レイジング・ファイア(怒火/Raging Fire)
story
チョン警部(ドニー・イェン)は臨月の妻ホーイン(チン・ラン)と幸せな日々を送っていた。夜には長い間追ってきた凶悪犯ウォン(ブライアン・リー)の麻薬取引現場へ踏み込む大捕物がある。気を引き締めるチョン。だが、彼のチームは外された。出動前に上司に呼び出され、有力者の示談案件の調書改ざんを頼まれるが、正義感が強くどんな悪も許さないチョンは断ったのだ。
現場へは親友のイウ警部(レイ・ロイ)たちが向かっていた。ところが、仮面をつけた謎の5人組が乱入し、取引相手のベトナムマフィアを殺して麻薬を強奪。

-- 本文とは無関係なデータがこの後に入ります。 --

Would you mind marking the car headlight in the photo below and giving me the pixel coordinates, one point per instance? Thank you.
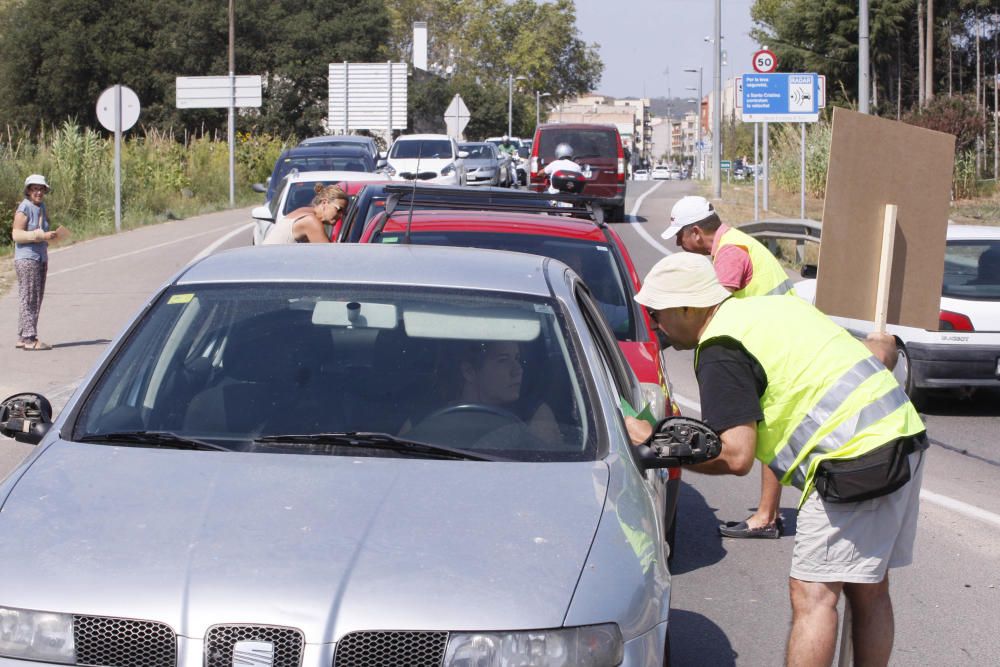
(36, 635)
(585, 646)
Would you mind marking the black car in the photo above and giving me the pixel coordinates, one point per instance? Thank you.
(371, 199)
(316, 158)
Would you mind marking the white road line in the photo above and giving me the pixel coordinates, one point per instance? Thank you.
(212, 248)
(965, 509)
(639, 228)
(133, 252)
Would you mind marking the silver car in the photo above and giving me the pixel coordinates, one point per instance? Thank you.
(483, 166)
(350, 455)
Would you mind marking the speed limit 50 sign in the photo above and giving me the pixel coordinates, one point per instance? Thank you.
(765, 61)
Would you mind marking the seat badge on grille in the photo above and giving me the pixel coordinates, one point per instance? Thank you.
(253, 654)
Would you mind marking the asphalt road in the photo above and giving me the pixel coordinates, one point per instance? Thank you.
(729, 596)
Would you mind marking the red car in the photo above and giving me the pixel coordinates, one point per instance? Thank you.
(597, 146)
(593, 250)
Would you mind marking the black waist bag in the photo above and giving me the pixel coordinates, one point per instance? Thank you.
(877, 473)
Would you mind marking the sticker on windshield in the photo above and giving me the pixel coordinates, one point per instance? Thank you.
(180, 298)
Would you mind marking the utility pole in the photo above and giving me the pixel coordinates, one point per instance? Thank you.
(864, 84)
(716, 108)
(232, 103)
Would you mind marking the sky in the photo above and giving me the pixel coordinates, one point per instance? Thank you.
(647, 44)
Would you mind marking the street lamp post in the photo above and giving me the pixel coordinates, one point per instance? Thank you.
(701, 172)
(717, 107)
(510, 101)
(538, 101)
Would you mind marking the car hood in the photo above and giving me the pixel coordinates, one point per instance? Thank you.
(327, 544)
(425, 164)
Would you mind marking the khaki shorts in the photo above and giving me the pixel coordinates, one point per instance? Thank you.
(858, 542)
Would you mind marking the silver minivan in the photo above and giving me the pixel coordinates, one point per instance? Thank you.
(342, 455)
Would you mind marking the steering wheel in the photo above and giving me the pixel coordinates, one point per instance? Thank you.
(494, 410)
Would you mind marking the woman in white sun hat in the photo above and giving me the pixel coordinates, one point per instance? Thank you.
(31, 238)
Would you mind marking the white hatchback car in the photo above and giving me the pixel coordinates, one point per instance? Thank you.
(964, 352)
(434, 158)
(297, 190)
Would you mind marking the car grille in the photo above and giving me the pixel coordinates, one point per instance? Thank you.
(385, 649)
(123, 642)
(220, 640)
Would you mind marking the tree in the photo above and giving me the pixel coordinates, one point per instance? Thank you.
(60, 54)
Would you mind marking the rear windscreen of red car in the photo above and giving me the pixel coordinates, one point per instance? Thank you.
(597, 143)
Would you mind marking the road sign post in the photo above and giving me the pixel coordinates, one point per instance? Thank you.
(221, 92)
(118, 110)
(456, 117)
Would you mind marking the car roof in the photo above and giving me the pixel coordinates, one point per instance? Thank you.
(323, 150)
(535, 224)
(346, 138)
(958, 232)
(374, 264)
(577, 126)
(414, 137)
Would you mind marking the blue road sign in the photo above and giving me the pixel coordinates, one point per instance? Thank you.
(784, 97)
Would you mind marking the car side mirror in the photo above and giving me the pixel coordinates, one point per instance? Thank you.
(26, 417)
(261, 213)
(679, 441)
(663, 339)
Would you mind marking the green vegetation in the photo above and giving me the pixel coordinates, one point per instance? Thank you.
(162, 178)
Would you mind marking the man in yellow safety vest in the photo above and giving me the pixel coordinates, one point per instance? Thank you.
(745, 267)
(783, 383)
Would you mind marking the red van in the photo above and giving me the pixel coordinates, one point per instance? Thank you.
(599, 146)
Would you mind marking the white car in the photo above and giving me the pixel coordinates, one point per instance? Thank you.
(295, 191)
(964, 352)
(661, 172)
(434, 158)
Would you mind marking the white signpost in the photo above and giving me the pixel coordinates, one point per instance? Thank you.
(118, 110)
(456, 117)
(215, 92)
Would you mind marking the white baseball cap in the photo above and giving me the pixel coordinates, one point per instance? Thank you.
(36, 179)
(683, 279)
(687, 211)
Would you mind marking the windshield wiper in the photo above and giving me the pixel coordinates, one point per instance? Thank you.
(152, 439)
(379, 441)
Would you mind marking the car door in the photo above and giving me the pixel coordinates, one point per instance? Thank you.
(622, 379)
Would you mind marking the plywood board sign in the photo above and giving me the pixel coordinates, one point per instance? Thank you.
(874, 162)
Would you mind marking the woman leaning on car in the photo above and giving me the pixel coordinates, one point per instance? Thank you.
(309, 223)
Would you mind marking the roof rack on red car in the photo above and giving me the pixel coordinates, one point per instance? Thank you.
(515, 201)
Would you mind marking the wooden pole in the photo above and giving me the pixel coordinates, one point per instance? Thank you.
(885, 267)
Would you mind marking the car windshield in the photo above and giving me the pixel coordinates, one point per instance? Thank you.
(478, 151)
(594, 262)
(231, 364)
(586, 143)
(421, 148)
(972, 269)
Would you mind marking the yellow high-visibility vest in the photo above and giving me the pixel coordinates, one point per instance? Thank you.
(827, 397)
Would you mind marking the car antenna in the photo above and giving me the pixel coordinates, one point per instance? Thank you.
(413, 197)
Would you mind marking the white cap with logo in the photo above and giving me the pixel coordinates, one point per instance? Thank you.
(687, 211)
(683, 279)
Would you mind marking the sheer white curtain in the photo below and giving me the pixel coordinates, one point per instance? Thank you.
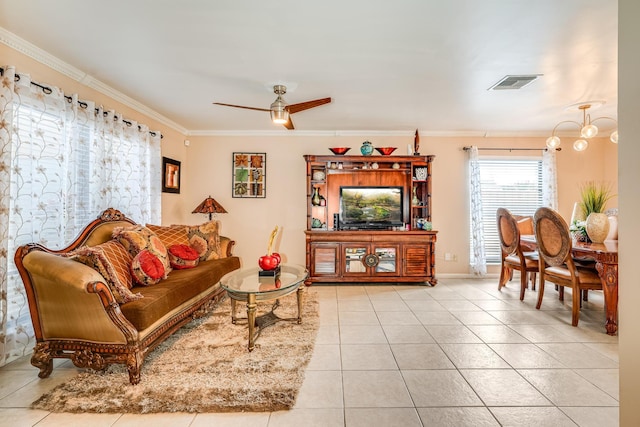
(61, 164)
(549, 179)
(479, 261)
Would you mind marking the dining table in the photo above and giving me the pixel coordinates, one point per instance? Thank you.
(605, 256)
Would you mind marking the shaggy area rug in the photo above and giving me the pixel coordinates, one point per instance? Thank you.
(205, 367)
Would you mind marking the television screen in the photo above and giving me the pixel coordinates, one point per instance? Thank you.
(372, 206)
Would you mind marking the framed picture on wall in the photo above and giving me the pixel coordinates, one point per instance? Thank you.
(170, 175)
(249, 175)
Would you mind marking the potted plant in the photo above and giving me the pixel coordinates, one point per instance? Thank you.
(593, 200)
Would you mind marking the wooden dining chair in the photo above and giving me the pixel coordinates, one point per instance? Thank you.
(556, 264)
(513, 255)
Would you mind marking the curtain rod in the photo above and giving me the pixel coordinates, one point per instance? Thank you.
(48, 91)
(512, 149)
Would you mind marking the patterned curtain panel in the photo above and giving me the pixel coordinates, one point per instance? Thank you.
(62, 162)
(479, 261)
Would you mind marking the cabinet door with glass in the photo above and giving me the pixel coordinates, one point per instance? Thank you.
(369, 260)
(326, 259)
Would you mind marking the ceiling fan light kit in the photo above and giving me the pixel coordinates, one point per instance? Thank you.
(279, 110)
(587, 129)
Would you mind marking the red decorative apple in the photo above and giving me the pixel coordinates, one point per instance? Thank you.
(268, 262)
(271, 260)
(277, 255)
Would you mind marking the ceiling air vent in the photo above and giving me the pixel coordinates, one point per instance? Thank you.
(514, 82)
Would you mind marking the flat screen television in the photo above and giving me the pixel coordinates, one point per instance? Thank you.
(370, 207)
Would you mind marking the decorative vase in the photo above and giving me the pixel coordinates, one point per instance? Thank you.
(315, 198)
(366, 149)
(597, 227)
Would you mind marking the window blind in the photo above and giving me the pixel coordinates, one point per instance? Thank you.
(512, 184)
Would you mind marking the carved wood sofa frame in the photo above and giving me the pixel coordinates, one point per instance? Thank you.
(112, 338)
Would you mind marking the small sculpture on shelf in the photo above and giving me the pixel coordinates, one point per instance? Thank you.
(315, 197)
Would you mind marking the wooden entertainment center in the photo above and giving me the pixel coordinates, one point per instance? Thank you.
(339, 252)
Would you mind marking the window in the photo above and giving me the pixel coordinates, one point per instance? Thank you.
(507, 183)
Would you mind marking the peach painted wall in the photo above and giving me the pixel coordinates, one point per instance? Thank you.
(250, 221)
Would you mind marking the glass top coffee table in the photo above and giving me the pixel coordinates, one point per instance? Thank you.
(246, 285)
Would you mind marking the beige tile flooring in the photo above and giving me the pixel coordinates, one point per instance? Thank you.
(457, 354)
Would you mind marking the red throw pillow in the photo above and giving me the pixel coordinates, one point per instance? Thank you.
(183, 256)
(146, 268)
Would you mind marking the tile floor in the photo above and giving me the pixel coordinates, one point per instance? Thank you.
(457, 354)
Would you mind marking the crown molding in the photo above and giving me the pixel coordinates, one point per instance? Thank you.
(37, 54)
(372, 133)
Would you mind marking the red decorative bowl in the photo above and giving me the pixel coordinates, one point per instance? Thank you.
(339, 151)
(385, 151)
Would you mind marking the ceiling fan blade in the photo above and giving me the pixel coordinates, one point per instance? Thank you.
(241, 106)
(295, 108)
(289, 124)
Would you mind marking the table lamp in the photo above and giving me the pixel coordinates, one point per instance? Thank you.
(210, 206)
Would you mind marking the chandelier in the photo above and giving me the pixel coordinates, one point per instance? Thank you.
(587, 129)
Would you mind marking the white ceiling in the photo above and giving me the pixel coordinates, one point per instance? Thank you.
(388, 65)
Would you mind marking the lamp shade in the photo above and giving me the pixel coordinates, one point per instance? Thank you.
(210, 206)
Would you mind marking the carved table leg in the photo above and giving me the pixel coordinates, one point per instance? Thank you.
(42, 360)
(299, 296)
(233, 311)
(609, 276)
(251, 319)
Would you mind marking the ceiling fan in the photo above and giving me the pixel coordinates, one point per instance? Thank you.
(281, 111)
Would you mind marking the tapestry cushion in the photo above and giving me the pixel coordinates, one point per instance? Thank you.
(205, 239)
(183, 256)
(112, 261)
(170, 235)
(138, 238)
(146, 268)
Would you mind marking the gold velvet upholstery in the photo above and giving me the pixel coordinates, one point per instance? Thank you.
(179, 287)
(75, 315)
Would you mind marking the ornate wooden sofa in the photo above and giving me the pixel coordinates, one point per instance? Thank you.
(75, 315)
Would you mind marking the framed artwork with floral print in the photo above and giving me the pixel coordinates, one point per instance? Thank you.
(249, 175)
(170, 175)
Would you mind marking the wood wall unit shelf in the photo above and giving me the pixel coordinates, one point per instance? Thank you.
(389, 255)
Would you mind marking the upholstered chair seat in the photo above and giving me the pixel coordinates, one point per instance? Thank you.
(556, 263)
(514, 255)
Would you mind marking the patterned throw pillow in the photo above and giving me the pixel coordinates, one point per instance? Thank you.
(112, 261)
(146, 268)
(138, 238)
(173, 235)
(205, 239)
(183, 256)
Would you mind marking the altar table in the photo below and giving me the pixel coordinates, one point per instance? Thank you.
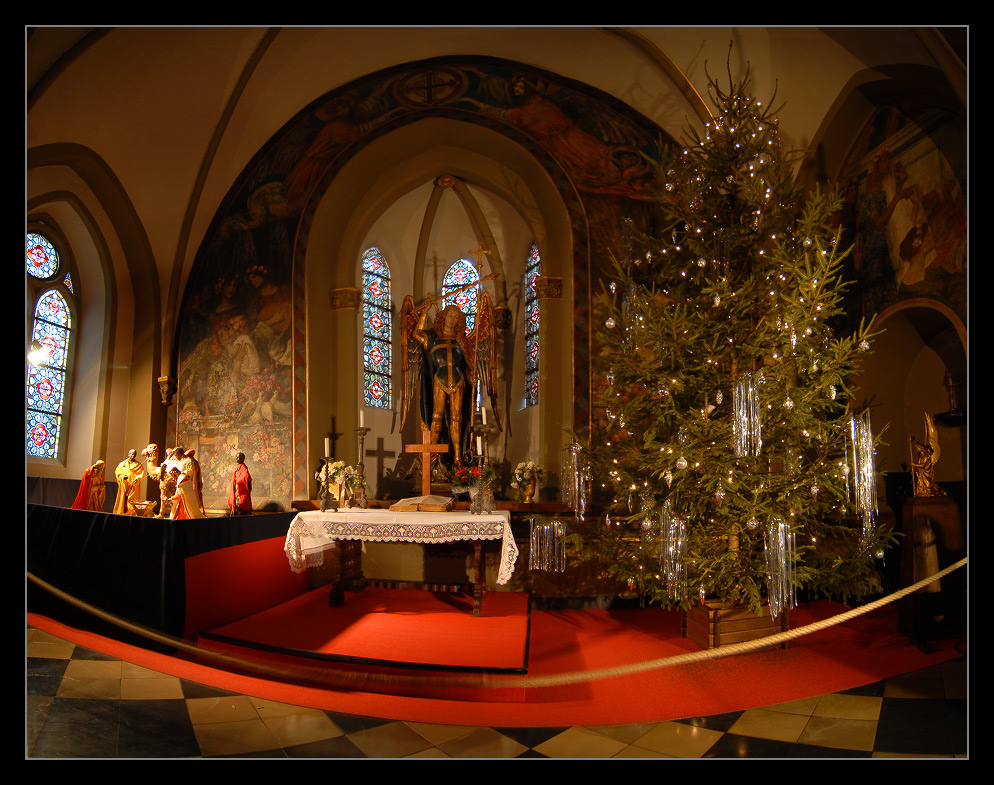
(313, 533)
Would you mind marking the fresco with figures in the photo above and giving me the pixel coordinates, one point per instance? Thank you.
(236, 389)
(905, 210)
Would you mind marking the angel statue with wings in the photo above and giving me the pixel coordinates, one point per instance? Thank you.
(447, 365)
(924, 456)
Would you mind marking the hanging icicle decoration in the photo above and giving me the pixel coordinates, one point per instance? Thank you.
(673, 553)
(548, 546)
(780, 560)
(575, 475)
(746, 422)
(861, 486)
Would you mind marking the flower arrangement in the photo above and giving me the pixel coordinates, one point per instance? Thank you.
(339, 473)
(469, 476)
(525, 475)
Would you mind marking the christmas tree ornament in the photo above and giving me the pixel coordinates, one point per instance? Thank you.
(861, 483)
(746, 422)
(548, 546)
(755, 285)
(673, 562)
(780, 565)
(576, 477)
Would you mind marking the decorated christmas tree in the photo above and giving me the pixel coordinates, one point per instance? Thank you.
(726, 444)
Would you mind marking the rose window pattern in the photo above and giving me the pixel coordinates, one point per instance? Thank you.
(459, 275)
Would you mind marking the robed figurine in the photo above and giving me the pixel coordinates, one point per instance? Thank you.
(240, 490)
(448, 367)
(92, 489)
(129, 475)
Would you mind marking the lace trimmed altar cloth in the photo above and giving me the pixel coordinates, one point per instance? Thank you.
(312, 533)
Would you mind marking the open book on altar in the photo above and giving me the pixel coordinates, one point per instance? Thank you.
(423, 504)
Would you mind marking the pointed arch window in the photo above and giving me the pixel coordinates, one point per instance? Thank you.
(462, 273)
(50, 349)
(533, 269)
(377, 330)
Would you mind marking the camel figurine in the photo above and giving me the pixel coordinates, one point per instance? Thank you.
(160, 474)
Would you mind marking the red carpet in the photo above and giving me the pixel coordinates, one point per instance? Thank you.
(563, 643)
(392, 627)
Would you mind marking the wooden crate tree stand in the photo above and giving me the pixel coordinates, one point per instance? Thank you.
(714, 623)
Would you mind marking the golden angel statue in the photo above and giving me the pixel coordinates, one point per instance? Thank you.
(448, 367)
(924, 457)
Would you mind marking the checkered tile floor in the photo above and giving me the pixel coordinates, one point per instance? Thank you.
(82, 704)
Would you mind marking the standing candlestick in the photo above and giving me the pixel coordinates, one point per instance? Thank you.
(360, 491)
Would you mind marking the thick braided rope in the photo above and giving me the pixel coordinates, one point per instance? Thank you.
(356, 679)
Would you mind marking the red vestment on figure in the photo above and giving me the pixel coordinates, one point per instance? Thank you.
(240, 490)
(83, 495)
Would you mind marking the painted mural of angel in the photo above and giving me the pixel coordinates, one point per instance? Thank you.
(447, 366)
(924, 457)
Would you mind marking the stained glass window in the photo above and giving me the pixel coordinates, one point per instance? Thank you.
(532, 271)
(377, 330)
(46, 381)
(41, 257)
(461, 274)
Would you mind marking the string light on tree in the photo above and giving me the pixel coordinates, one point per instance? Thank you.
(744, 295)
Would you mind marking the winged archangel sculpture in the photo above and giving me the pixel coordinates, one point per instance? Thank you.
(924, 457)
(448, 367)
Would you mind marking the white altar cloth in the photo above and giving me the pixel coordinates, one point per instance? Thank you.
(312, 533)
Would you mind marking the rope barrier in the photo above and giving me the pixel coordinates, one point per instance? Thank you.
(357, 679)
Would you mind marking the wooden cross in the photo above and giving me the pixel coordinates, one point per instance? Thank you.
(426, 449)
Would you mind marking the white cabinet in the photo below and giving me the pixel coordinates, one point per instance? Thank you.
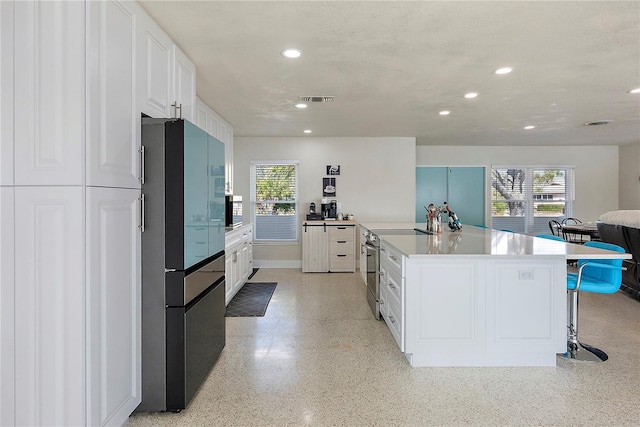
(49, 99)
(342, 243)
(315, 248)
(154, 64)
(113, 295)
(328, 246)
(363, 254)
(464, 311)
(49, 352)
(113, 125)
(167, 77)
(239, 259)
(6, 95)
(184, 85)
(392, 292)
(7, 306)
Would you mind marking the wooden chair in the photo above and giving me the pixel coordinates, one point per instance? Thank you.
(556, 228)
(571, 237)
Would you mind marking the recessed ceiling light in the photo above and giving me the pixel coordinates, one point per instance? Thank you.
(291, 53)
(504, 70)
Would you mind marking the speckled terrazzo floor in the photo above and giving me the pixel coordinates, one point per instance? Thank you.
(319, 358)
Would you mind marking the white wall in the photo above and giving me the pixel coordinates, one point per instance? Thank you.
(629, 176)
(595, 168)
(376, 181)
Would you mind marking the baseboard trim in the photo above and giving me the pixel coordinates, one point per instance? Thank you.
(277, 263)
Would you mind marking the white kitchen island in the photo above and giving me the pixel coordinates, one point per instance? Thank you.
(479, 297)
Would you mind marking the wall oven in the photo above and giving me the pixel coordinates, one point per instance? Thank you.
(372, 252)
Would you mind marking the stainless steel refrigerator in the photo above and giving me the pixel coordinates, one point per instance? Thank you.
(183, 261)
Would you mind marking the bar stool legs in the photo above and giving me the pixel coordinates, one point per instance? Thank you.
(576, 350)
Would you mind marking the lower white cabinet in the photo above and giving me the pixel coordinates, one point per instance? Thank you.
(392, 297)
(239, 259)
(49, 307)
(328, 246)
(113, 295)
(363, 254)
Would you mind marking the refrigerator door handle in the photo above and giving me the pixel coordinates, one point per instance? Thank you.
(141, 226)
(141, 151)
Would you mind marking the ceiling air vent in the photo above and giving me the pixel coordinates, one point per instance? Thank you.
(316, 99)
(598, 123)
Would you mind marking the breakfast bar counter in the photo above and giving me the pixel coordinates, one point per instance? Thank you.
(479, 297)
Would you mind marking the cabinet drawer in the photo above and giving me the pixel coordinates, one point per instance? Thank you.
(394, 283)
(342, 263)
(338, 233)
(394, 322)
(341, 247)
(392, 257)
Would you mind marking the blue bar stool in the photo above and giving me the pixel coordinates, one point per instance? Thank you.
(551, 237)
(602, 276)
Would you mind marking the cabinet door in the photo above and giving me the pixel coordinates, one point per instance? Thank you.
(6, 95)
(113, 128)
(113, 299)
(154, 63)
(50, 384)
(228, 277)
(7, 306)
(49, 112)
(196, 206)
(184, 84)
(315, 249)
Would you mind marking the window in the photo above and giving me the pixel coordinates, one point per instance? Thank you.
(525, 199)
(274, 191)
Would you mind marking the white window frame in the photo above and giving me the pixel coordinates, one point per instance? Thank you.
(254, 201)
(529, 213)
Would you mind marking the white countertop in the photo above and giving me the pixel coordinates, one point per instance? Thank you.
(476, 241)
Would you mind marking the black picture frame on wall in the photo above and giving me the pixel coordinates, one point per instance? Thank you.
(333, 169)
(328, 187)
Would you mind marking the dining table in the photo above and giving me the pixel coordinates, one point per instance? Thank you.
(583, 229)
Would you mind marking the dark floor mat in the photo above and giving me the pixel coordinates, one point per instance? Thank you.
(252, 300)
(255, 270)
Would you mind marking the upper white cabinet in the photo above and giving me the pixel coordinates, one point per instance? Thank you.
(113, 125)
(184, 85)
(49, 94)
(6, 94)
(154, 63)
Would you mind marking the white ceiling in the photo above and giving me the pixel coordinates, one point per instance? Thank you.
(392, 66)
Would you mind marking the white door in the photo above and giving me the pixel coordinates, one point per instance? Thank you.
(113, 126)
(154, 64)
(6, 95)
(49, 306)
(113, 295)
(49, 60)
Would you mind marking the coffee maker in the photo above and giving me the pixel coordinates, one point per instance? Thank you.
(313, 215)
(329, 209)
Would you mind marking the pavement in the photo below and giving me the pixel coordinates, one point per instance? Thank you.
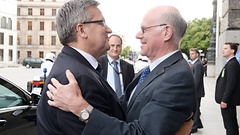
(210, 111)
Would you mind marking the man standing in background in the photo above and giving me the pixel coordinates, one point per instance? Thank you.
(198, 72)
(118, 72)
(227, 90)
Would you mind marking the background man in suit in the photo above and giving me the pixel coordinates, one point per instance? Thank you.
(124, 69)
(198, 73)
(84, 34)
(162, 102)
(227, 91)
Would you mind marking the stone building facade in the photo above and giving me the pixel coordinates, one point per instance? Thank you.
(8, 33)
(36, 30)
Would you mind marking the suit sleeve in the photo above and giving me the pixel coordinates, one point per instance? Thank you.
(171, 104)
(231, 73)
(198, 75)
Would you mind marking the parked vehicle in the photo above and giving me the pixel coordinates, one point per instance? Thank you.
(17, 111)
(32, 62)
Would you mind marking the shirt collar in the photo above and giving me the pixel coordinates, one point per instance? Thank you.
(160, 60)
(111, 60)
(229, 59)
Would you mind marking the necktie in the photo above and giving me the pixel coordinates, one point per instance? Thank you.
(117, 79)
(99, 69)
(143, 75)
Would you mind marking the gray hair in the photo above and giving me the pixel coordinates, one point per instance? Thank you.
(175, 19)
(69, 15)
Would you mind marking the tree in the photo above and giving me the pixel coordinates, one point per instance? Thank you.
(197, 35)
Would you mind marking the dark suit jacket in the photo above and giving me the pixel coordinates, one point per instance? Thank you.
(227, 89)
(126, 68)
(53, 121)
(159, 106)
(198, 73)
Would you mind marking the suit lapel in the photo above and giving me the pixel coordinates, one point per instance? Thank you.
(157, 71)
(76, 55)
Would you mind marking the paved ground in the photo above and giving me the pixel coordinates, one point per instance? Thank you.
(210, 111)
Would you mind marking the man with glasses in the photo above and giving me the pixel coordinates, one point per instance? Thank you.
(117, 72)
(82, 31)
(156, 105)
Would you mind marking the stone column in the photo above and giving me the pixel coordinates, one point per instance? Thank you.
(212, 45)
(229, 29)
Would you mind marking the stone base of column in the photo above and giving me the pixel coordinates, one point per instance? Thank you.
(211, 71)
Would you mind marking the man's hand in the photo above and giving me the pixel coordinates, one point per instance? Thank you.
(223, 105)
(63, 96)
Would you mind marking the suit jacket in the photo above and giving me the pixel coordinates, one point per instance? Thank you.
(198, 73)
(159, 106)
(126, 70)
(53, 121)
(227, 85)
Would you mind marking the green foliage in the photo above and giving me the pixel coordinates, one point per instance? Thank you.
(197, 35)
(125, 52)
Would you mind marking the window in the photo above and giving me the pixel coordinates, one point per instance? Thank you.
(30, 11)
(53, 40)
(41, 11)
(29, 25)
(41, 54)
(9, 98)
(53, 12)
(1, 38)
(41, 25)
(10, 40)
(41, 40)
(29, 39)
(18, 25)
(18, 11)
(10, 55)
(53, 26)
(29, 54)
(3, 22)
(18, 39)
(9, 24)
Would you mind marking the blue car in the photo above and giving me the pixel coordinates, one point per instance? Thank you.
(17, 111)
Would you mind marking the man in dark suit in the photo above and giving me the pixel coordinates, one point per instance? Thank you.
(227, 91)
(124, 69)
(156, 105)
(79, 54)
(198, 73)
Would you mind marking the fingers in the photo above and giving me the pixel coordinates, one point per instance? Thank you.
(55, 83)
(70, 76)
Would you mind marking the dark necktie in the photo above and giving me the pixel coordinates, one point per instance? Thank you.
(117, 79)
(99, 69)
(143, 75)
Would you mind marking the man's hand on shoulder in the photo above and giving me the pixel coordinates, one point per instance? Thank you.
(64, 96)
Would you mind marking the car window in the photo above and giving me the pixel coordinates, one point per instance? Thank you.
(9, 98)
(38, 60)
(33, 60)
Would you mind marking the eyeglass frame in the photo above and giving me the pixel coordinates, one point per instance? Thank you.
(144, 28)
(96, 21)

彼らはウォンも張り込んでいた警察部隊も殲滅させる。チョンたちが現場へ到着した時、イウ警部はすでに息絶えていた。
仮面グループのリーダー、ンゴウ(ニコラス・ツェー)は強奪した麻薬をマンクワイ(ペン・ラム)に渡し、金を4人の仲間たちに分配。しばらくおとなしくするよう命じる。一方、チョンは麻薬がマンクワイに渡ったことを突き止め、彼を捕まえようとするが、追跡劇の果てにマンクワイは車に轢き殺される。運転していたのはンゴウだった。
チョンは自殺した部下の命日に、墓参りに出かける。そこにはンゴウたちも来ていた。「出所したのか。恋人は元気か?」軽く会話を交わすチョンとンゴウ。だが、彼らには大きなわだかまりがあった。かつては有望なエリート刑事だったンゴウとチョンとは、先輩と後輩の仲だった。だが、4年前の誘拐事件で彼らの運命は狂わされる。
大手銀行のフォック会長(サミュエル・クォック)が誘拐され、副総監(ベン・ユエン)の指揮でチョンとンゴウが捜査を担当。ンゴウは早々に容疑者を確保し、居場所を聞き出すために部下たちと暴行を加えていた。どんな手を使ってもいいと副総監から命じられたのだ。だが、反撃に出た容疑者をンゴウが殺してしまい、その現場を目撃したチョンの証言でンゴウと部下たちは刑務所へ。自殺したのは、その時のンゴウの部下の一人だった。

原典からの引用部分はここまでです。